That would have been unheard of a decade ago. I really think that, maybe for the first time, it's going to be possible to replicate a significant part of Silicon Valley because of this virtualization.
But the one thing that you cannot easily replicate in Silicon Valley is that Silicon Valley has this amorphous thing that is kind of connected but has no particular structure to it. It has no head. There's no brain in Silicon Valley that oversees everything, but all these things are connected.
CWHK: You have some leading companies like Yahoo that have pulled back from this idea of working virtually or remotely. Is that a real trend reversal because they feel that they need to have more face-to-face interaction?
JS: I think when Marissa Mayer moved into Yahoo—and I'm not an insider—but my bet is after about a week she was there, she must have seen the organization was much worse than expected.
The Internet has gone through several different models, yet Yahoo is still trapped back in a model that may be obsolete.
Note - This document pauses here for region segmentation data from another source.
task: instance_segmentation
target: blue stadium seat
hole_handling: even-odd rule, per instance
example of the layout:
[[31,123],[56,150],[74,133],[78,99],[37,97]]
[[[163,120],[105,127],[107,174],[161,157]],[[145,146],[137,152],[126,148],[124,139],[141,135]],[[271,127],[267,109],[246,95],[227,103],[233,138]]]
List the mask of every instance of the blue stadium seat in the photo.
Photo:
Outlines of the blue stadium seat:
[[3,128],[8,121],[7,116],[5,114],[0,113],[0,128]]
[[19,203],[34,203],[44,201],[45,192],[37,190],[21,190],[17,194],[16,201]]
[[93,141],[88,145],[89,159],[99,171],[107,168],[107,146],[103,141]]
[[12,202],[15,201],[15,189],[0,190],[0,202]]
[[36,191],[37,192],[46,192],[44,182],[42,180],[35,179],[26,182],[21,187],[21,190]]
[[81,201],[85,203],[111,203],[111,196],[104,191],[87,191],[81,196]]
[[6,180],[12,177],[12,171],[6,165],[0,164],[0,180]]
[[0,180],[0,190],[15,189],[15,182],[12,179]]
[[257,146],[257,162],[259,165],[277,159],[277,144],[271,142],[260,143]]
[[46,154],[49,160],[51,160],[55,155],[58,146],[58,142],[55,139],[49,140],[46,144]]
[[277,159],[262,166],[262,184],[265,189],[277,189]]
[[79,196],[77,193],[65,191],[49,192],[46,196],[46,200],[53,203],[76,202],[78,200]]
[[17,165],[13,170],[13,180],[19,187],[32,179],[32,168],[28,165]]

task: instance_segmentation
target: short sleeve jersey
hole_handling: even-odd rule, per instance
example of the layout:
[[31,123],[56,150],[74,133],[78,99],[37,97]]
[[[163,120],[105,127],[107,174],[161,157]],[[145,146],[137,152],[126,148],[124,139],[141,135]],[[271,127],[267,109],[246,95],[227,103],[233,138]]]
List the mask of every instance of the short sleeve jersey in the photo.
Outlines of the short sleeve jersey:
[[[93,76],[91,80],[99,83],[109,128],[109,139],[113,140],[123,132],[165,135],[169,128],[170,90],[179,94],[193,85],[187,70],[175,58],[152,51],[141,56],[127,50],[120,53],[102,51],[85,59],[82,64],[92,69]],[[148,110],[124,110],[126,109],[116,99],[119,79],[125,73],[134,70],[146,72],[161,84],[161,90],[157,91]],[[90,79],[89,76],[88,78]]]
People are wondering what she is doing with this call for people to return to the office. But I think she's just trying to pull the thing together. She's got to give it focus and a rally point.
You either join us and be part of the company and come to work, or go work somewhere else—make that choice. She's got to change the culture and she's got a limited amount of time. Telling people that they can't work from home any more is just a piece to the puzzle. I wouldn't draw any wider conclusion from it than that.
CWHK: Another company trying to turn itself around is HP — what do you think will happen there?
JS: I've known Meg Whitman since she worked at Hasbro. A very talented lady who did a great job at eBay and HP is lucky to have her. You talk about a board that ought to be spanked. It's just incredible how many mistakes have been made there.
Everything is going in the wrong direction for them. It bought EDS at the height of its value and guess what—nobody buys IT services that way anymore. Then it bought Autonomy at the wrong time for the wrong price. Then it has the printer business—which was at one point the majority of their profit—but people don't print as much anymore. And you still have its PC business and its failed mobile platform.
The company was clearly without leadership over a number of years. And she's stepped in—it's amazing to me that she even accepted the job.